My answer will be based on the igraph package in R. The situation is really rather confusing, and the questions are relevant, because, as Newman (2004) says,
Since the publication of this work, the author has been given a time number whether there is an appropriate generalization of the algorithm for weighted networks.
In his article, he receives an appropriate generalization of the Newman-Girvan algorithm for weighted networks.
Weight
You are correct in interpreting weights in the Newman-Girvan algorithm. edge_betweenness uses a formula similar to the formula (Brandes, 2001), where the path length is defined as the sum of the weights of its edges. (You can also check the source code , but this is very important). In ?edge_betweenness and in particular ?cluster_edge_betweenness it says
Boundary weights are used to calculate the weighted boundary between them. This means that the edges are interpreted as distances, and not as joining strengths.
The consequences are as follows. Let b (e, w) be the boundary inter-population of the edge e with weight w. Then you can show (I could develop, if you want) that
b (e, w) <= b (e, w *) if and only if w> = w *.

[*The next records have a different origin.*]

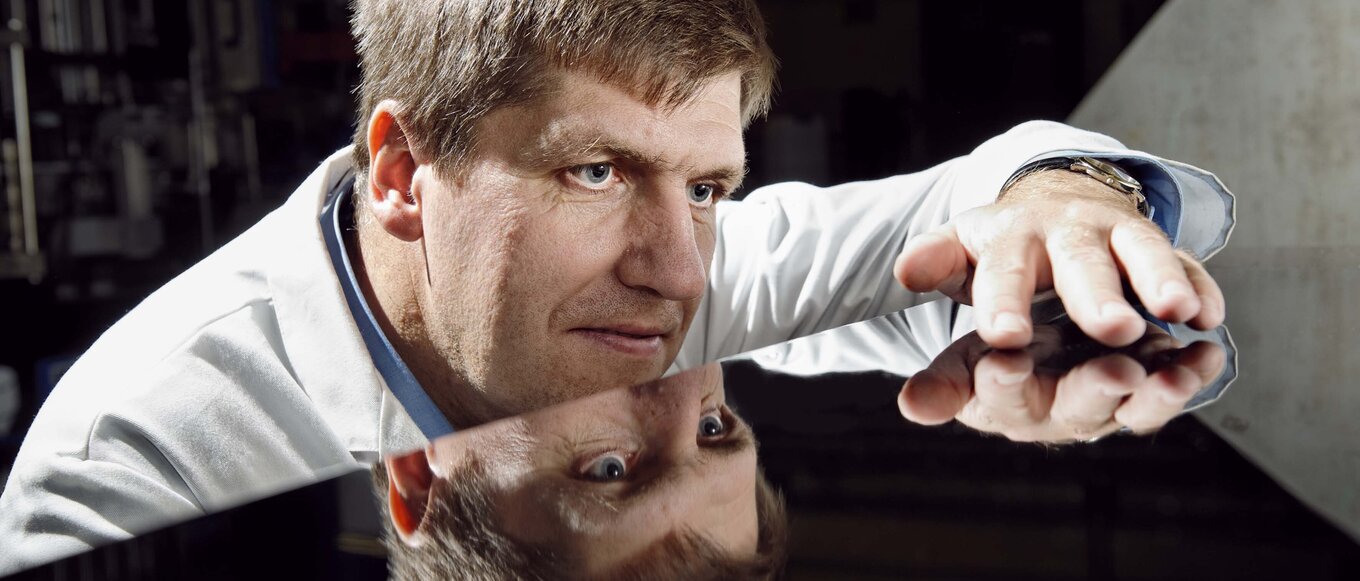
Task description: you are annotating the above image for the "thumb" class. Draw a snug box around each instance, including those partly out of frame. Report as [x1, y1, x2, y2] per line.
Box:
[892, 223, 972, 302]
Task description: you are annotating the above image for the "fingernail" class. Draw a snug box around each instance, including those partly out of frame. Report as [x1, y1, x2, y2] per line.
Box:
[1100, 301, 1137, 318]
[1161, 280, 1194, 298]
[991, 313, 1028, 333]
[1201, 301, 1223, 321]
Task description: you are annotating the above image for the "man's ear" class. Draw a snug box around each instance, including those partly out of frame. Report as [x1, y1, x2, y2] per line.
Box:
[384, 449, 434, 543]
[366, 101, 424, 242]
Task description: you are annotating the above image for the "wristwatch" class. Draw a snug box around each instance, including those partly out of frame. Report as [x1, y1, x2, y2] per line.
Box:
[1001, 156, 1152, 218]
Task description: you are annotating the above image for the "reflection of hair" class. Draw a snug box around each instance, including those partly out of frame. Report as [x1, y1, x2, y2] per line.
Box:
[354, 0, 775, 178]
[373, 461, 789, 581]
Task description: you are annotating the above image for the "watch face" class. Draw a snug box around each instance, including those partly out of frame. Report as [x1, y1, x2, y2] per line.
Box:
[1081, 158, 1142, 190]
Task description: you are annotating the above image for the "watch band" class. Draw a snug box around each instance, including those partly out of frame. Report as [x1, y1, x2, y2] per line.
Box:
[1001, 156, 1152, 218]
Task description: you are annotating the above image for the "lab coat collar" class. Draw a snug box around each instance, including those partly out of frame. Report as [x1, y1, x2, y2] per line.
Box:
[262, 147, 426, 461]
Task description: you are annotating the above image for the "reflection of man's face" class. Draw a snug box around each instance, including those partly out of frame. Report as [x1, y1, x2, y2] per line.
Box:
[415, 72, 745, 415]
[402, 365, 758, 573]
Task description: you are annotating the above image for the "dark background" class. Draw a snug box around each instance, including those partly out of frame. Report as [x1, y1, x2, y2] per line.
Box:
[0, 0, 1360, 578]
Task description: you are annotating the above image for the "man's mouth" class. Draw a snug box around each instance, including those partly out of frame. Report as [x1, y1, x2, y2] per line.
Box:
[571, 325, 668, 356]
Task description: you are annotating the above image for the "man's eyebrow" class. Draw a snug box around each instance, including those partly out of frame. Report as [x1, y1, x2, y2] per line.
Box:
[528, 129, 747, 192]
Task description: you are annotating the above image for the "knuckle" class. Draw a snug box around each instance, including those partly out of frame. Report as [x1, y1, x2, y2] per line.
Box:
[1112, 222, 1171, 248]
[978, 254, 1030, 279]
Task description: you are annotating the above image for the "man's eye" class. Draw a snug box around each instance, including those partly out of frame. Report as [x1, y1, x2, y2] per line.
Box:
[583, 454, 628, 482]
[699, 412, 728, 439]
[570, 163, 613, 188]
[690, 184, 718, 204]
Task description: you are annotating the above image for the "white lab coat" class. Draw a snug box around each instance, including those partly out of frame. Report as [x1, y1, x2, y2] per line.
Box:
[0, 122, 1231, 574]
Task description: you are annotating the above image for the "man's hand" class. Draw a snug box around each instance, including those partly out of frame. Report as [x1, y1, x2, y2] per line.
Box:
[898, 324, 1227, 442]
[894, 170, 1224, 348]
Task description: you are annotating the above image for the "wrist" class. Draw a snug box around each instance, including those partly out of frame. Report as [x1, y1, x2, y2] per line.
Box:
[998, 156, 1152, 218]
[997, 169, 1142, 215]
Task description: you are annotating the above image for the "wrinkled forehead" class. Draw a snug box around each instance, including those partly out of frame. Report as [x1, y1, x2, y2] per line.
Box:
[479, 72, 745, 170]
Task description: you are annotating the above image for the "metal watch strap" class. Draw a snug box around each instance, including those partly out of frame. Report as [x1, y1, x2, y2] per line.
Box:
[1001, 156, 1152, 216]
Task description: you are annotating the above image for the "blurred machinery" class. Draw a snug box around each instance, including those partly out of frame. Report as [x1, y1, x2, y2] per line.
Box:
[0, 0, 358, 454]
[0, 0, 354, 293]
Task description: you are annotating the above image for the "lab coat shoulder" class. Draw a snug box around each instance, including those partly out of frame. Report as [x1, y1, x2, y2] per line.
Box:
[0, 152, 381, 571]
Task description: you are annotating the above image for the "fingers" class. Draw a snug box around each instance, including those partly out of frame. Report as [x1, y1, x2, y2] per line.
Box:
[1114, 365, 1204, 433]
[1176, 252, 1227, 331]
[959, 351, 1054, 442]
[898, 369, 972, 426]
[1110, 220, 1200, 322]
[971, 237, 1046, 348]
[1039, 226, 1145, 347]
[1050, 355, 1148, 439]
[892, 223, 970, 299]
[898, 333, 987, 426]
[1176, 342, 1228, 392]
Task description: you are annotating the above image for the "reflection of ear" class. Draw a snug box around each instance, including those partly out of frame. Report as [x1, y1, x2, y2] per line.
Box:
[366, 101, 423, 242]
[385, 449, 434, 540]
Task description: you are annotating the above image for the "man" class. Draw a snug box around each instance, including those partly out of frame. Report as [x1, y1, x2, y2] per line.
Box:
[0, 0, 1231, 570]
[374, 363, 787, 580]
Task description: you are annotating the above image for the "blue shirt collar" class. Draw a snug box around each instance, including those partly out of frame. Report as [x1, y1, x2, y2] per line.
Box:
[321, 171, 453, 441]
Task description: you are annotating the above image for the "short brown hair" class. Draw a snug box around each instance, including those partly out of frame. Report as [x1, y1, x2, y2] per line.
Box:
[373, 461, 789, 581]
[352, 0, 775, 176]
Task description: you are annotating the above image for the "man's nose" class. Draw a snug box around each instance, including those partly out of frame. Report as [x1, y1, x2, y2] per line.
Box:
[617, 190, 707, 301]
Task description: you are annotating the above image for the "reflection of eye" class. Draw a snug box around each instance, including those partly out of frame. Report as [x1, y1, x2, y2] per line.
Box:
[699, 412, 728, 438]
[568, 163, 613, 188]
[690, 184, 718, 205]
[583, 453, 628, 482]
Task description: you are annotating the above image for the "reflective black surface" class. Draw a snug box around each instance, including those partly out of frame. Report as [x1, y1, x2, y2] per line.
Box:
[15, 312, 1360, 578]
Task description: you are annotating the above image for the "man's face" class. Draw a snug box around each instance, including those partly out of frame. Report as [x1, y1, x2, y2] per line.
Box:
[413, 73, 745, 415]
[427, 363, 758, 577]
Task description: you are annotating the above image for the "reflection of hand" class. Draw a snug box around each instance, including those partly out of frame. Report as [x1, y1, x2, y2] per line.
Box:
[898, 324, 1225, 442]
[894, 170, 1224, 348]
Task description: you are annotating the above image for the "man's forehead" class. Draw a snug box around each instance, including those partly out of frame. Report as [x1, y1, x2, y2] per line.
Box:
[521, 75, 745, 170]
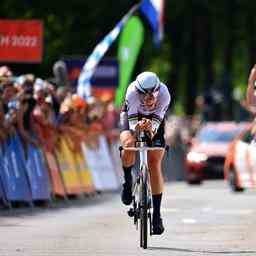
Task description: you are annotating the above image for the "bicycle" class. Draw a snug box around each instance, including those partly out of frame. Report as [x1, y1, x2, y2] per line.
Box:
[123, 131, 166, 249]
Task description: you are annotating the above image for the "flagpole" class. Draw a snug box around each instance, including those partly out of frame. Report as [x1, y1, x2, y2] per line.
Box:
[121, 1, 142, 23]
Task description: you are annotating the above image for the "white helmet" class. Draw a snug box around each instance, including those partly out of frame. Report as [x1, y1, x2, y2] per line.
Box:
[135, 72, 160, 94]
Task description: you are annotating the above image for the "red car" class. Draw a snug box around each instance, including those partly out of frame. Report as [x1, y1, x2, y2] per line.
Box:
[224, 124, 256, 192]
[186, 122, 248, 184]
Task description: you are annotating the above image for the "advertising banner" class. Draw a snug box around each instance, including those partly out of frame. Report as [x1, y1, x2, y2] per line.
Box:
[45, 151, 66, 196]
[73, 152, 95, 193]
[115, 16, 144, 107]
[56, 136, 82, 195]
[82, 136, 120, 191]
[0, 20, 43, 63]
[26, 144, 50, 200]
[0, 138, 32, 202]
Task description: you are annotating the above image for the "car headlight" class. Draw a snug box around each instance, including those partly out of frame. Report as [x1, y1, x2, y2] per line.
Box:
[187, 152, 207, 163]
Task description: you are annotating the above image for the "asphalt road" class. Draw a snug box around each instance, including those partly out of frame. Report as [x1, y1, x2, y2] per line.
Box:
[0, 181, 256, 256]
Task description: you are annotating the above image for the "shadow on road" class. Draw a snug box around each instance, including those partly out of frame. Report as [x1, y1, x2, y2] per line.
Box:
[148, 247, 256, 254]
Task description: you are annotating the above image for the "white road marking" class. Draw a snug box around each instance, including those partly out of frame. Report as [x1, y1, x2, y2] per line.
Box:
[182, 219, 197, 224]
[161, 208, 180, 213]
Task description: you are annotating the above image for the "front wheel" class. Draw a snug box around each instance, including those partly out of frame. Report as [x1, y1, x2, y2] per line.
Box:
[140, 170, 148, 249]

That is, the difference between the boundaries and the weight e is inversely proportional. The main idea is that the given one, for example, w * β w, those very shortest paths that crossed e now, will most likely dominate some other paths that do not include e. Consequently, greater weight implies a (weakly) lower civil strife, and lower civil strife makes it less likely that e will be recognized as the edge connecting the two communities. So it sounds weird if we see weights as distances. On the other hand, if e is within a certain community, and we are reducing its weight, then the number of shortest paths through this facet is potentially increasing, and this becomes more likely, as a combination of two communities. However, I am not yet claiming anything about the relevant modularity metrics.
Now suppose that the weights do correspond to the strength of the joint. Then the stronger the connection, the fewer shortest paths will go through this edge (because we still need to calculate them), the lower its border between them, the less likely it will be removed. So that makes sense.

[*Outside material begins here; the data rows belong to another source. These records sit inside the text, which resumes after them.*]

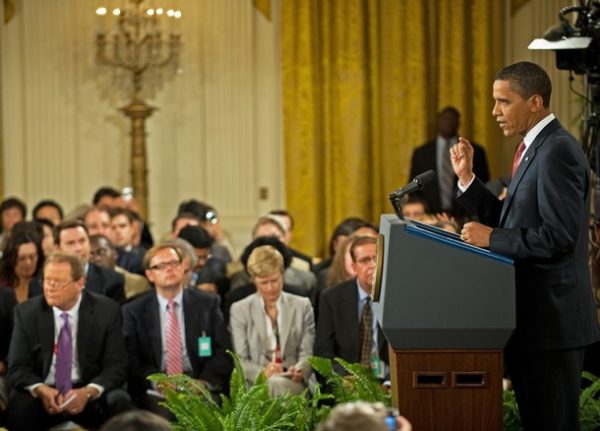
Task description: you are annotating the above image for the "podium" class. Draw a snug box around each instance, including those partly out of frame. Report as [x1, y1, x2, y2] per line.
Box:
[373, 214, 516, 431]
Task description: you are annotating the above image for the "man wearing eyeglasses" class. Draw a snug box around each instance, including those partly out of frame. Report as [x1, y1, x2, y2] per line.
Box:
[29, 220, 125, 303]
[314, 236, 388, 380]
[6, 253, 132, 431]
[123, 244, 232, 418]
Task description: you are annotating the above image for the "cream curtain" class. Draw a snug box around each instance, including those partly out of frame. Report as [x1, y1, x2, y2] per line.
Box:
[281, 0, 504, 255]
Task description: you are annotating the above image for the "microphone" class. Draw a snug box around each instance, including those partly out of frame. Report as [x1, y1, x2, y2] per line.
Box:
[544, 24, 569, 42]
[390, 170, 435, 199]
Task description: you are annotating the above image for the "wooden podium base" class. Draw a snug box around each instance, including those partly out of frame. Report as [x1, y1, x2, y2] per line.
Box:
[390, 349, 502, 431]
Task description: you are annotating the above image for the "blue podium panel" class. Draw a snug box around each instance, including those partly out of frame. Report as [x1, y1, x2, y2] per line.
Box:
[374, 214, 516, 350]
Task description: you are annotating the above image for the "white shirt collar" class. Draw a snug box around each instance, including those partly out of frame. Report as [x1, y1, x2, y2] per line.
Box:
[156, 289, 183, 311]
[52, 293, 83, 319]
[523, 113, 556, 149]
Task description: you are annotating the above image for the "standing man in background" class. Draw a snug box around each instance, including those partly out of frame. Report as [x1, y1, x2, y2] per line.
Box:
[409, 106, 490, 217]
[451, 62, 600, 431]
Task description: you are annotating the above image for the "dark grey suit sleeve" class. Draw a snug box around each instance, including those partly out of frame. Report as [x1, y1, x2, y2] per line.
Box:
[8, 307, 44, 389]
[490, 139, 589, 259]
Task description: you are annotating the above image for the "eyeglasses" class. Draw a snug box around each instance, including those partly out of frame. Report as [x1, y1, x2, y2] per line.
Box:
[148, 260, 181, 271]
[90, 248, 110, 257]
[42, 278, 74, 289]
[196, 253, 212, 260]
[357, 256, 377, 265]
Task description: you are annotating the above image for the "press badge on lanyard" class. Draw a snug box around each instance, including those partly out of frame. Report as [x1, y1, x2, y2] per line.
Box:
[198, 331, 212, 358]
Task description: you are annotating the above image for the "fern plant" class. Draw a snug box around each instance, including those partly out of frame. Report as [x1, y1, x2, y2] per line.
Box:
[503, 371, 600, 431]
[148, 352, 322, 431]
[309, 356, 391, 406]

What is not pleasant or rather strange is that the path length is now defined as the sum of its bond strength. However, we can reformulate the algorithm. Suppose that scales β 1 in communities and <1 between them. Then we can interpret the length of the path as the confidentiality of this path (for example, the path within the community will contain many close interactions, and the edge connecting the two communities will be somewhat open, open). Given this interpretation, the algorithm will look for the least private / most open paths and calculate the corresponding among themselves. Then we will remove edges that belong to many of the most open paths.

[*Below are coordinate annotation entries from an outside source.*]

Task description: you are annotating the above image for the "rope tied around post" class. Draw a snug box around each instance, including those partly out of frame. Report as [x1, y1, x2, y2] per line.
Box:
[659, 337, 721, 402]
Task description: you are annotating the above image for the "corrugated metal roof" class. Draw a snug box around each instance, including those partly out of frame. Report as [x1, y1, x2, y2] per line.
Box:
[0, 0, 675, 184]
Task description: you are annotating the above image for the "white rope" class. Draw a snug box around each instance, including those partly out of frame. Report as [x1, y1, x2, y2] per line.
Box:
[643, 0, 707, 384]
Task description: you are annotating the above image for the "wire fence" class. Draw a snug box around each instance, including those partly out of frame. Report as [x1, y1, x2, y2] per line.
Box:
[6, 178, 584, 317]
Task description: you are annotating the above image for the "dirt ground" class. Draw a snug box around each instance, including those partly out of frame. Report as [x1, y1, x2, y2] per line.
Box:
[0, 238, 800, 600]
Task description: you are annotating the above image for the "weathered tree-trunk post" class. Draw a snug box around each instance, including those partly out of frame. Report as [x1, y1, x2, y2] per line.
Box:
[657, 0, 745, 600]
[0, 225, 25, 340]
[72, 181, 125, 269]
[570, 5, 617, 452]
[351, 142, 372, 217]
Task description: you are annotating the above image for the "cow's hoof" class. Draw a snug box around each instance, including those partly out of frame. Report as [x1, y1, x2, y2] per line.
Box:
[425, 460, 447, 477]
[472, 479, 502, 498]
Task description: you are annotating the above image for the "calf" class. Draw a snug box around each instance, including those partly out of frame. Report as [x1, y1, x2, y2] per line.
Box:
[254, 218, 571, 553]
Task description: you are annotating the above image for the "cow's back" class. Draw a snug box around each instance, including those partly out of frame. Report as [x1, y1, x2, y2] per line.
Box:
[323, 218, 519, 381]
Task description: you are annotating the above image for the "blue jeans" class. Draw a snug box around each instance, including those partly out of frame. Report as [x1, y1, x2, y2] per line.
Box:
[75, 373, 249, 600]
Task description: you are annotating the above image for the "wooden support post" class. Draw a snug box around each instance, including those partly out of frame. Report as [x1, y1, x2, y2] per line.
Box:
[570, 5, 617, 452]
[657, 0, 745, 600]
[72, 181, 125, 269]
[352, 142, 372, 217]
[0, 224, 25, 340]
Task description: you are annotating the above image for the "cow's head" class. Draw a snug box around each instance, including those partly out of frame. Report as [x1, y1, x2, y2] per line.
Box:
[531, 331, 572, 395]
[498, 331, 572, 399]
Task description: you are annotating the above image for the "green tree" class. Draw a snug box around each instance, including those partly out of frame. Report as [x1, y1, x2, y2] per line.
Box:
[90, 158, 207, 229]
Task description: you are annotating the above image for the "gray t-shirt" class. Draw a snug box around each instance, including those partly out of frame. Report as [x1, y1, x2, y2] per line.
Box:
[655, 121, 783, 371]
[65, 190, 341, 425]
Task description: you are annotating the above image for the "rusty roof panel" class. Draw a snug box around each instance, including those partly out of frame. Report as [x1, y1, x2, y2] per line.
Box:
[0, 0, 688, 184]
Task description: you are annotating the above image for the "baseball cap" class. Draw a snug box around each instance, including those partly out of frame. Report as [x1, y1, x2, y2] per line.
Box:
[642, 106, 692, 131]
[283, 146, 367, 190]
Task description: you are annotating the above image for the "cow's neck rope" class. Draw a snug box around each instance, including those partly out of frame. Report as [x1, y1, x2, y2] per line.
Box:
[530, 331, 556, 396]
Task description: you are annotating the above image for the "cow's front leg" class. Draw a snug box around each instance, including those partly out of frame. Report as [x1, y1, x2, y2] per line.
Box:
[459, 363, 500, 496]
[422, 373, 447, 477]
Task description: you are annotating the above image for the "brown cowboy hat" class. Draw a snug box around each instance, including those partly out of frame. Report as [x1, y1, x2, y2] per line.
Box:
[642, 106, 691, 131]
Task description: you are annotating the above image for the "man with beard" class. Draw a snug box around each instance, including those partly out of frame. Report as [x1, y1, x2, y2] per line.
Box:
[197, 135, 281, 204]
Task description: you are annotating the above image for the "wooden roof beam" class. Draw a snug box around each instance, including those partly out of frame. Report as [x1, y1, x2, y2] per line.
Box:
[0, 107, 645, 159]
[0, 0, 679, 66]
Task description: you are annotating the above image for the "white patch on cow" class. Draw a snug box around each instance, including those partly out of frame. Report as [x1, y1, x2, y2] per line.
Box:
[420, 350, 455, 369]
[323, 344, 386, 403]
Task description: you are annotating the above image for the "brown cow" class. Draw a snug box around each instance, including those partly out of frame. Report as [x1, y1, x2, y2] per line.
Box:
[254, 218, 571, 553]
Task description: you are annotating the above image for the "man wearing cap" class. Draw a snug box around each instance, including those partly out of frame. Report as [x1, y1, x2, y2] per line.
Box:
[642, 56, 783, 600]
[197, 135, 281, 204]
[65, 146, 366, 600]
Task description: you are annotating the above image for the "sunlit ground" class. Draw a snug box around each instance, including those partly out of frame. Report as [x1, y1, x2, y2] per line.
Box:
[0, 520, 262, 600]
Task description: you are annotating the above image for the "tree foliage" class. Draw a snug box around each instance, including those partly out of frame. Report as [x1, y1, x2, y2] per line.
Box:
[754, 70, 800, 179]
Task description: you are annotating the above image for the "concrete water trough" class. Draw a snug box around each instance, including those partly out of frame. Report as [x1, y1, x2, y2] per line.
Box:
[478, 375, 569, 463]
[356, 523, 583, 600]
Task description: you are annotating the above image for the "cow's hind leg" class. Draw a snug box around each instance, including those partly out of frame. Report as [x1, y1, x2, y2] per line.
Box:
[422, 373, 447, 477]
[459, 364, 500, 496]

So maybe Iβve made a mistake somewhere, but it seems like it would be wiser to see weights as the strengths of the mix.
Newman (2004) does something related:
... we will specifically consider those networks in which the weights at the edges take higher values ββfor pairs of vertices that are closer or more similar to each other.
It would seem that this should make sense. However, in order to preserve a more natural definition of the shortest path, he writes:
You can define paths in a weighted network by assuming that the βlengthβ is an edge that changes inversely with its weight, so that two vertices that are connected are twice as strong as twice as much from each other.
That is, the shortest path lengths are now inversely related to weights. Since not doing this seemed to give good results, now we have a problem:
To see this, note that any two vertices that are especially strongly connected to each other will have a particularly short distance along the edge between them. Thus, the geodesic paths will be ceteris paribus, prefer to flow along such an edge, another longer edge between two less well connected peaks and therefore closely connected pairs will tend to attract many paths and acquire a high degree. This means that, as a rule, we are more likely to remove the edges between well-connected pairs than we are between weakly-connected pairs, and this is the exact opposite of what we would like to do the algorithm.
What is the result that I described when we see weights as distances. As I mentioned at the beginning of the answer, to examine this, Newman (2004) proposes to compare weighted graphs with unweighted multigraphs, and then act in exactly the same way as in the standard case. I believe that this idea of ββa multigraph can be realized by setting weighted = NULL , but not having a binary adjacency matrix (when defining a graph, see weighted in ?graph_from_adjacency_matrix ).
Modularity
First of all, you can use modularity with weighted graphs, as Newman (2004) does, which is not a problem. In general, it is not so obvious how the use of weights affects modularity, as the choice of the number of communities. I may add a few examples with R. It seems that there should be an improvement over the unweighted case, as Newman (2004) believes, when the interpretation corresponds to the method of the algorithm. Otherwise, I think that the structure of the graph and the weights themselves can be very important to describe the degree of how far we get from the truth.
References
Newman, ME, 2004. Weighted Network Analysis. Physical review E, 70 (5).
Brandes, U., 2001. Faster centrality algorithm. Journal of Mathematical Sociology, 25 (2), pp. 163-177.